Back to API Reference

Strategy research workflow helpers.

FeatureSet

Executable feature definitions for research pipelines.

fit

fit(data: Any) -> FeatureSet

No-op fit so FeatureSet can be used inside Pipeline.

transform

transform(data: Any, *, include_target: bool = False) -> pd.DataFrame

Build features, excluding target columns by default.

fit_transform

fit_transform(data: Any, *, include_target: bool = False) -> pd.DataFrame

Build features while keeping Pipeline semantics.

get_params

get_params() -> dict[str, Any]

Return serializable feature builder parameters.

Pipeline

Sequential train/test-safe research transformer pipeline.

fit

fit(data: Any) -> Pipeline

Fit each step sequentially using training data.

transform

transform(data: Any) -> Any

Transform data using the fitted pipeline state.

fit_transform

fit_transform(data: Any) -> Any

Fit each step and return transformed training data.

get_params

get_params() -> dict[str, Any]

Return serializable pipeline parameters for tracking artifacts.

Transformer

Protocol for user-defined research preprocessing steps.

fit

fit(data: Any) -> Any

Fit state from training data.

transform

transform(data: Any) -> Any

Transform data using fitted state.

get_params

get_params() -> dict[str, Any]

Return serializable parameters for tracking.

ResearchResult dataclass

Structured output of a research workflow.

as_weight_dict

as_weight_dict() -> dict[str, float]

Return weights as a plain dict suitable for target_weights().

to_dict

to_dict() -> dict[str, Any]

Return a JSON-friendly research payload.

ResearchRun

Context manager that records tracked research function calls.

preprocess

Static-method convenience facade for tracked preprocess functions.

record_step

record_step(name: str, category: str, params: dict[str, Any]) -> None

Append a recorded step.

finish

finish(*, features: Any | None = None, target: Any | None = None, selected_features: Sequence[str] | None = None, model: Any | None = None, scores: Any | None = None, selected: Any | None = None, weights: Any | None = None, artifacts: dict[str, Any] | None = None) -> ResearchResult

Build the final structured result.

ResearchStep dataclass

A recorded research operation.

to_dict

to_dict() -> dict[str, Any]

Return a JSON-friendly step payload.

ModelScorer

Turn model predictions into score Series for portfolio builders.

predict

predict(data: DataFrame) -> pd.Series

Predict scores from a feature frame.

get_params

get_params() -> dict[str, Any]

Return serializable scorer parameters.

current_run

current_run() -> ResearchRun | None

Return the current research run, if any.

tracked

tracked(category: str, name: str | None = None) -> Callable[[Callable[..., Any]], Callable[..., Any]]
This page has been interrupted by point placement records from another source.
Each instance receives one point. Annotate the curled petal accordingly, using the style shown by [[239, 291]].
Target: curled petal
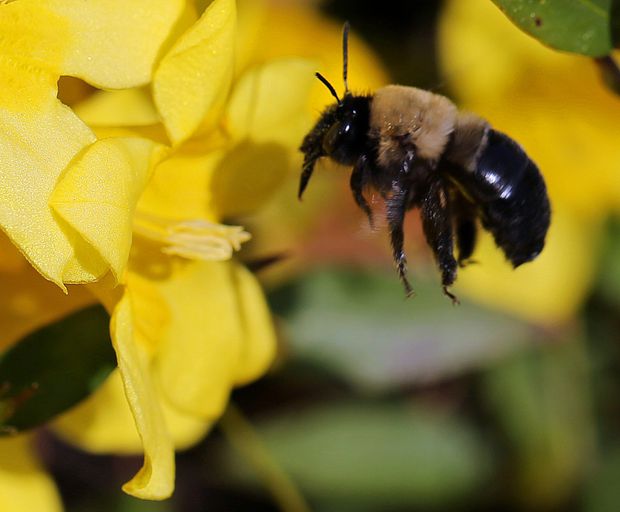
[[103, 423], [24, 485], [114, 43], [270, 102], [27, 301], [155, 480], [36, 145], [199, 350], [259, 338], [99, 191], [192, 80]]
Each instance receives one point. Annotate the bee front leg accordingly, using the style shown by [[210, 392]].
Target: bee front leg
[[360, 177], [437, 226], [310, 159]]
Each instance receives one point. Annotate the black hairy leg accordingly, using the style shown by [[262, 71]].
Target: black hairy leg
[[464, 220], [360, 179], [437, 226], [310, 159], [397, 204]]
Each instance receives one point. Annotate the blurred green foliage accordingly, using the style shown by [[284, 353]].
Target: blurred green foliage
[[579, 26], [53, 369]]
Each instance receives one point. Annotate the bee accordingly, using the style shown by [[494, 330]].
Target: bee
[[418, 151]]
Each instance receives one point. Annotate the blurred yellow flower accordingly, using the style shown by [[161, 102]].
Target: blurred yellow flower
[[24, 485], [556, 106]]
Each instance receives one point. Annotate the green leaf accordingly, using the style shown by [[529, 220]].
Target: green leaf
[[615, 22], [377, 457], [577, 26], [602, 492], [360, 326], [542, 399], [53, 369]]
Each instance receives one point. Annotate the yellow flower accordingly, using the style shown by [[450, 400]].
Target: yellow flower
[[24, 485], [556, 106], [189, 323], [42, 140]]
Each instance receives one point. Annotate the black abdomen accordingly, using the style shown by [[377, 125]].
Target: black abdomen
[[512, 197]]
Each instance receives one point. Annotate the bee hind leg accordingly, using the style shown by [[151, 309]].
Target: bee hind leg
[[437, 226], [397, 205]]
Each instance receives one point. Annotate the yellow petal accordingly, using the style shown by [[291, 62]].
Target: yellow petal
[[103, 423], [155, 480], [36, 144], [548, 290], [128, 107], [192, 80], [247, 177], [199, 349], [259, 338], [181, 185], [99, 191], [24, 485], [485, 55], [302, 32], [114, 43], [253, 112], [28, 301]]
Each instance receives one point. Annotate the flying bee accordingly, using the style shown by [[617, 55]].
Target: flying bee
[[418, 151]]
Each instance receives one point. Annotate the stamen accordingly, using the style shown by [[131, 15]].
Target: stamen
[[195, 239]]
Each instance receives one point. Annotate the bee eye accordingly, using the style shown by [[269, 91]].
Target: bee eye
[[330, 141], [341, 134]]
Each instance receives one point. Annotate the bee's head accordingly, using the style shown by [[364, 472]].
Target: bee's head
[[341, 131], [346, 128]]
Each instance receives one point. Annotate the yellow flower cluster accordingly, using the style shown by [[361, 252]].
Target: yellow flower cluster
[[127, 193]]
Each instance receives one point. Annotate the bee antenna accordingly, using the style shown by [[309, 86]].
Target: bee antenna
[[328, 85], [345, 55]]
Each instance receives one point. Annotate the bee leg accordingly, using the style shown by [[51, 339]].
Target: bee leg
[[359, 179], [310, 159], [396, 206], [437, 226]]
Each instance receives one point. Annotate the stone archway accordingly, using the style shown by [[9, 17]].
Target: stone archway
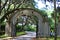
[[42, 30]]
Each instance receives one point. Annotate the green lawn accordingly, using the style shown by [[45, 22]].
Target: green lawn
[[17, 34]]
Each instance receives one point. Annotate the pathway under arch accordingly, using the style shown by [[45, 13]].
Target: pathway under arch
[[43, 29]]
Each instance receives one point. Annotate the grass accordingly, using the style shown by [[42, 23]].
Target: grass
[[17, 34]]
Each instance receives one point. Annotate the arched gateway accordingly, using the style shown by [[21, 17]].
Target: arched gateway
[[43, 29]]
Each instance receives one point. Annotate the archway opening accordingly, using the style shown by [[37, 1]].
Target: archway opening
[[26, 25]]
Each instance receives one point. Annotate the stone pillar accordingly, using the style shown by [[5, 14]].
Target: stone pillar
[[58, 30], [46, 29]]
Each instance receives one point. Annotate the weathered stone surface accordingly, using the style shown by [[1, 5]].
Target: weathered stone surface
[[43, 28]]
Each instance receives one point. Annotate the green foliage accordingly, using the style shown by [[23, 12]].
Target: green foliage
[[20, 33]]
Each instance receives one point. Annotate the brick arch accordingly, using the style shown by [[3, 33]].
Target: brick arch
[[27, 12]]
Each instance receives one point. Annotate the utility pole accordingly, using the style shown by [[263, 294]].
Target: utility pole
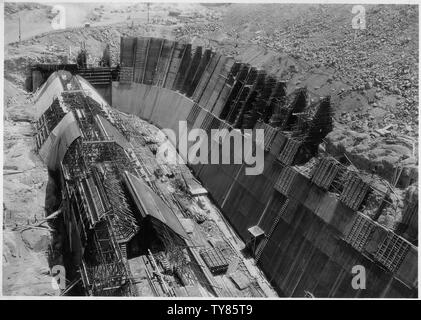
[[20, 36]]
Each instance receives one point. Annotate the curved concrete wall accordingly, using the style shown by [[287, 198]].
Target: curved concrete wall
[[312, 240]]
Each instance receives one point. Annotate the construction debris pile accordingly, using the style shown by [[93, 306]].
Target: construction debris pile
[[126, 228]]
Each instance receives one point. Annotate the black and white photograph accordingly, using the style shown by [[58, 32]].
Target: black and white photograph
[[208, 150]]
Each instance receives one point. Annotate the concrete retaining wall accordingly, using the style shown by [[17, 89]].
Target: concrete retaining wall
[[308, 245]]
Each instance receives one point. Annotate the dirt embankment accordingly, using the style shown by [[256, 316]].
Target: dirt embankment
[[25, 265], [371, 75]]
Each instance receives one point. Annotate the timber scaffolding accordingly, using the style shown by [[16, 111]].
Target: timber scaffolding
[[239, 96], [101, 158]]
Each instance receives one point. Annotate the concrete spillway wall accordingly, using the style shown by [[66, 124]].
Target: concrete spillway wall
[[313, 238]]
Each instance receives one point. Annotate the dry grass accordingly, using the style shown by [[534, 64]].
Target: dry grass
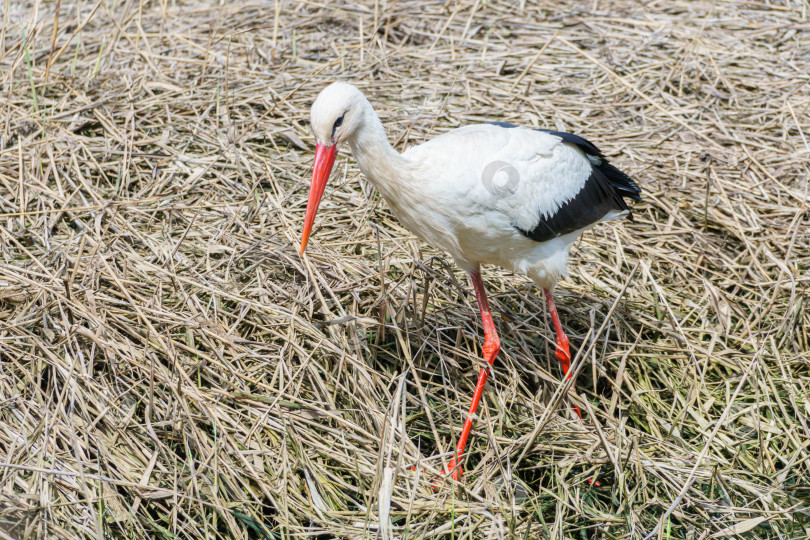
[[172, 369]]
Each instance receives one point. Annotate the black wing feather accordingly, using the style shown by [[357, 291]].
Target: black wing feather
[[604, 191]]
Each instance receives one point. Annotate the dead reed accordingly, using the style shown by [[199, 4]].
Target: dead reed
[[170, 368]]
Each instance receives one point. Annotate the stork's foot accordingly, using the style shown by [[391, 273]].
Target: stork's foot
[[563, 354]]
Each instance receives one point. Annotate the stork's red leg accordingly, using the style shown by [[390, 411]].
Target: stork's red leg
[[492, 344], [562, 352]]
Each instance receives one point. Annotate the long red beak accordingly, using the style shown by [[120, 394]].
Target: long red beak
[[324, 160]]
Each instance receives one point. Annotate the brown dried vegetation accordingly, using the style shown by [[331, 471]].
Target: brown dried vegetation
[[170, 367]]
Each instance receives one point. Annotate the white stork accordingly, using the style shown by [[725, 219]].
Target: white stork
[[487, 194]]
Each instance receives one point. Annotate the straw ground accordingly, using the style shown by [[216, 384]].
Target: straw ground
[[172, 369]]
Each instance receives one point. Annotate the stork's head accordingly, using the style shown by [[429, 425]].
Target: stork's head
[[338, 111]]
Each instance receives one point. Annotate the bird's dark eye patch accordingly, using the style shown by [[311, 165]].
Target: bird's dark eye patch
[[338, 123]]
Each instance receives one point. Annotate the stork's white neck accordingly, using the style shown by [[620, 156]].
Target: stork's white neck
[[386, 168]]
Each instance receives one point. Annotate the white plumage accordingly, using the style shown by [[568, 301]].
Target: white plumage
[[486, 194]]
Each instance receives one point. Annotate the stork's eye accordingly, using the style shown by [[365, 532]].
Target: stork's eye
[[338, 123]]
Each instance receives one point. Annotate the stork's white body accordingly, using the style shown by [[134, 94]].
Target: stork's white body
[[443, 192], [487, 194]]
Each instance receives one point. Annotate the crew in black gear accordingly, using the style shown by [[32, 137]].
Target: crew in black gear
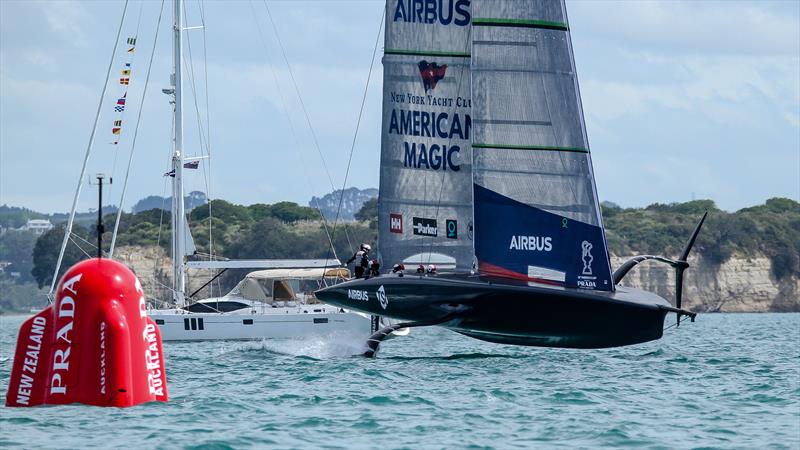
[[374, 268], [361, 258]]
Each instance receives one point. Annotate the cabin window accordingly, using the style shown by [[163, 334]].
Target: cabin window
[[212, 307]]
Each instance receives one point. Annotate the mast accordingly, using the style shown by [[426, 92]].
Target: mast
[[178, 213]]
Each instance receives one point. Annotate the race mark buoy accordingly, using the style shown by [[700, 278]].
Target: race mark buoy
[[94, 345]]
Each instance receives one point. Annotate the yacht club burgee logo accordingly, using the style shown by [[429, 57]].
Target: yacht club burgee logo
[[431, 73]]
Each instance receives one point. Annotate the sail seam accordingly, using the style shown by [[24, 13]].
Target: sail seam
[[520, 23], [531, 147], [396, 51]]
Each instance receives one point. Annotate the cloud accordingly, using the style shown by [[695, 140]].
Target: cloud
[[716, 57], [693, 27], [67, 19]]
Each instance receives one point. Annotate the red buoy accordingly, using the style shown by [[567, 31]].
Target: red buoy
[[94, 345]]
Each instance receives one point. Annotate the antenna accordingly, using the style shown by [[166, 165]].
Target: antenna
[[100, 227]]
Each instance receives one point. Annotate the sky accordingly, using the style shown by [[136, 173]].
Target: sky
[[683, 99]]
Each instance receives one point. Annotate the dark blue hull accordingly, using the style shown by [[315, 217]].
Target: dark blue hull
[[501, 312]]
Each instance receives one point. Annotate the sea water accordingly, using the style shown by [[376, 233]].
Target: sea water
[[726, 381]]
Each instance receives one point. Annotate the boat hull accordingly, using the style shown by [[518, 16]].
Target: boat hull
[[177, 325], [520, 314]]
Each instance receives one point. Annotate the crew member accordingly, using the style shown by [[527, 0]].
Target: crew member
[[398, 269], [361, 258], [374, 268]]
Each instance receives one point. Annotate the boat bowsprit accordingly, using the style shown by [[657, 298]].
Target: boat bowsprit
[[518, 223]]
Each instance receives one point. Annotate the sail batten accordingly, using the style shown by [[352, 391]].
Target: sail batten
[[536, 213], [425, 202]]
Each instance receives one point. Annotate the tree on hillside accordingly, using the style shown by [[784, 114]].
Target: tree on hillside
[[16, 247], [292, 212], [45, 253]]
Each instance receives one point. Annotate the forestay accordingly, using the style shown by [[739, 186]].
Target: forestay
[[537, 216], [425, 207]]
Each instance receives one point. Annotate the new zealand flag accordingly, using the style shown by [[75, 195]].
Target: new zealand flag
[[431, 74]]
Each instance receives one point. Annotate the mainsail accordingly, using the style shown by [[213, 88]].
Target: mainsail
[[537, 216], [425, 206]]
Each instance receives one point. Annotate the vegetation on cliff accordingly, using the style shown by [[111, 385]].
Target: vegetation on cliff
[[287, 230], [772, 229]]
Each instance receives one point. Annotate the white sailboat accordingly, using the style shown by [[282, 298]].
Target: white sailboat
[[274, 302]]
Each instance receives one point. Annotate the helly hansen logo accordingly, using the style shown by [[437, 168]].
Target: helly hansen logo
[[431, 74], [396, 223], [424, 227]]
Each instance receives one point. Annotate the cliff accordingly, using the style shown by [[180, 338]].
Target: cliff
[[740, 284]]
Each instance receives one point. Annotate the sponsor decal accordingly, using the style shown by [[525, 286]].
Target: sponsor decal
[[381, 293], [357, 294], [64, 322], [586, 256], [424, 227], [31, 362], [431, 73], [152, 359], [396, 223], [531, 243], [442, 12], [451, 226], [586, 280], [103, 357]]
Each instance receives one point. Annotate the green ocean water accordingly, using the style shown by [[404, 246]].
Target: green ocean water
[[726, 381]]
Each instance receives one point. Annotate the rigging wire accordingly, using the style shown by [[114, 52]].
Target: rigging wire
[[208, 130], [358, 122], [116, 154], [86, 158], [293, 131], [305, 112], [135, 134]]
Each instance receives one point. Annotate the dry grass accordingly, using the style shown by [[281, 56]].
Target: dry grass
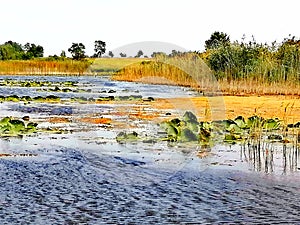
[[186, 71], [42, 67], [283, 107]]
Decorate a function so calls inside ResearchRun are recorded.

split_bars

split_bars(bars: DataFrame | Series, *, split: Any, level: str | int | None = None) -> pd.DataFrame | pd.Series

Return bar data on or after split for test-period backtests.

This keeps research workflows explicit: full bars can be used to build factors and fit preprocessing, while only the test period enters backtest performance statistics.

time_split

time_split(data: DataFrame | Series, *, split: Any, level: str | int | None = None) -> tuple[pd.DataFrame | pd.Series, pd.DataFrame | pd.Series]

Split time-indexed data into train/test sets.

The split point belongs to the test set: train < split and test >= split. MultiIndex panels use the first datetime-like level unless level is provided.